8. The method for compensating for the edge clarity of a nail sticker heat-printed pattern according to claim 7, characterized in that, The initial Shannon entropy value, which reflects the overall disorder of the edge direction within the seven-by-seven spatial neighborhood, is calculated based on the local information sequence. Specifically, this is achieved by performing a full summation operation based on the local information sequence.
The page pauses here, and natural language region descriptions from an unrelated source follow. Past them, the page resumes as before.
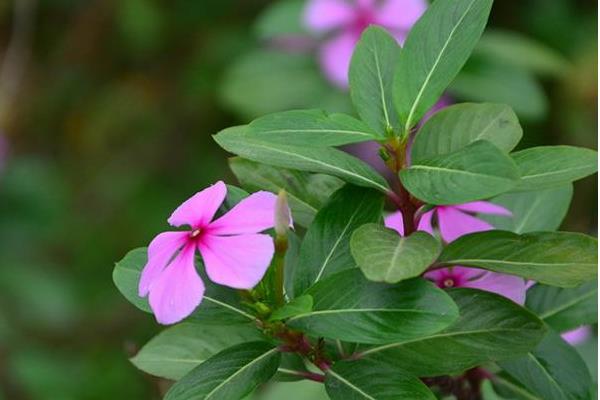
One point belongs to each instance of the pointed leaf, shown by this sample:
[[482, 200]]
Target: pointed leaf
[[553, 370], [435, 50], [324, 160], [350, 308], [385, 256], [475, 172], [551, 166], [555, 258], [565, 309], [326, 246], [178, 349], [310, 128], [229, 375], [306, 192], [371, 79], [490, 328], [373, 380], [542, 210], [459, 125]]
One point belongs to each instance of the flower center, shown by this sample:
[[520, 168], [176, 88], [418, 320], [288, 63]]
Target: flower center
[[448, 282], [195, 233]]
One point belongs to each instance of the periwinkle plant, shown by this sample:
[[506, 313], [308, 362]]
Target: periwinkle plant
[[431, 306]]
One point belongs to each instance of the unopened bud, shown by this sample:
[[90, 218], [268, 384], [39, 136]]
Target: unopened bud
[[283, 216]]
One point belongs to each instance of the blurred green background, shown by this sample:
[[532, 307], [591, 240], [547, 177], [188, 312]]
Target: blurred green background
[[107, 109]]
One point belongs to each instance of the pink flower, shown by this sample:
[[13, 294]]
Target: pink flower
[[578, 335], [234, 253], [453, 222], [344, 21]]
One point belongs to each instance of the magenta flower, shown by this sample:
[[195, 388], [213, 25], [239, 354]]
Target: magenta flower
[[578, 335], [453, 222], [344, 21], [233, 251]]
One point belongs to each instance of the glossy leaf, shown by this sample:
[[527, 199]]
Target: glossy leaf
[[490, 328], [371, 78], [477, 171], [373, 380], [310, 128], [350, 308], [306, 192], [553, 371], [385, 256], [488, 81], [565, 309], [550, 166], [435, 50], [326, 246], [323, 160], [229, 375], [542, 210], [178, 349], [555, 258], [459, 125]]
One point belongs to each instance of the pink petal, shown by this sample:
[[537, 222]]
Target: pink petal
[[454, 223], [240, 261], [400, 14], [425, 222], [395, 221], [178, 290], [252, 215], [577, 335], [509, 286], [199, 209], [335, 58], [325, 15], [161, 250], [484, 207]]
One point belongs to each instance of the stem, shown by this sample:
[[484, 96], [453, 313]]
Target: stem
[[281, 246]]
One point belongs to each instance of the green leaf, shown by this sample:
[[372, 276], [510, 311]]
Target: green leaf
[[490, 328], [435, 50], [299, 305], [306, 192], [220, 305], [477, 171], [565, 309], [522, 52], [457, 126], [488, 81], [373, 380], [326, 246], [323, 160], [126, 276], [350, 308], [542, 210], [553, 371], [556, 258], [385, 256], [371, 78], [178, 349], [311, 128], [229, 375], [550, 166]]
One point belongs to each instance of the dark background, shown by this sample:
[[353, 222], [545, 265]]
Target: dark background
[[107, 109]]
9. The method for compensating for the edge clarity of a nail sticker heat-printed pattern according to claim 1, characterized in that, Step S5 specifically includes: Input the directional stability parameter, call the dynamic coefficient mapping table of the embedded device's read-only memory, and obtain the original mapping index data that matches the numerical range of the directional stability parameter; Using the monotonically decreasing function relationship defined in the original mapping index data, a nonlinear transformation is performed on the directional stability parameter to calculate the initial value of the principal direction gradient enhancement ratio coefficient, which decreases in value as the directional stability parameter increases. Based on the initial value of the gradient enhancement ratio coefficient in the main direction and the unit total amount constraint, complementary difference operation is performed to derive the initial value of the gradient suppression ratio coefficient in the orthogonal direction, which is always equal to one when summed with the initial value of the gradient enhancement ratio coefficient in the main direction. For the initial values of the gradient enhancement ratio coefficient in the main direction and the gradient suppression ratio coefficient in the orthogonal direction, the numerical range is verified, and the calibrated gradient enhancement ratio coefficient in the main direction and the calibrated gradient suppression ratio coefficient in the orthogonal direction are generated. The gradient enhancement ratio in the main direction and the gradient suppression ratio in the orthogonal direction are structurally encapsulated to generate a pair of direction-aware dynamic adjustment factors containing dual-channel weight information.
10. The method for compensating for the edge clarity of a nail sticker heat-printed pattern according to claim 9, characterized in that, The main direction gradient enhancement ratio and the calibrated orthogonal direction gradient suppression ratio are both within a legal closed interval of zero to one, thus eliminating floating-point operation errors.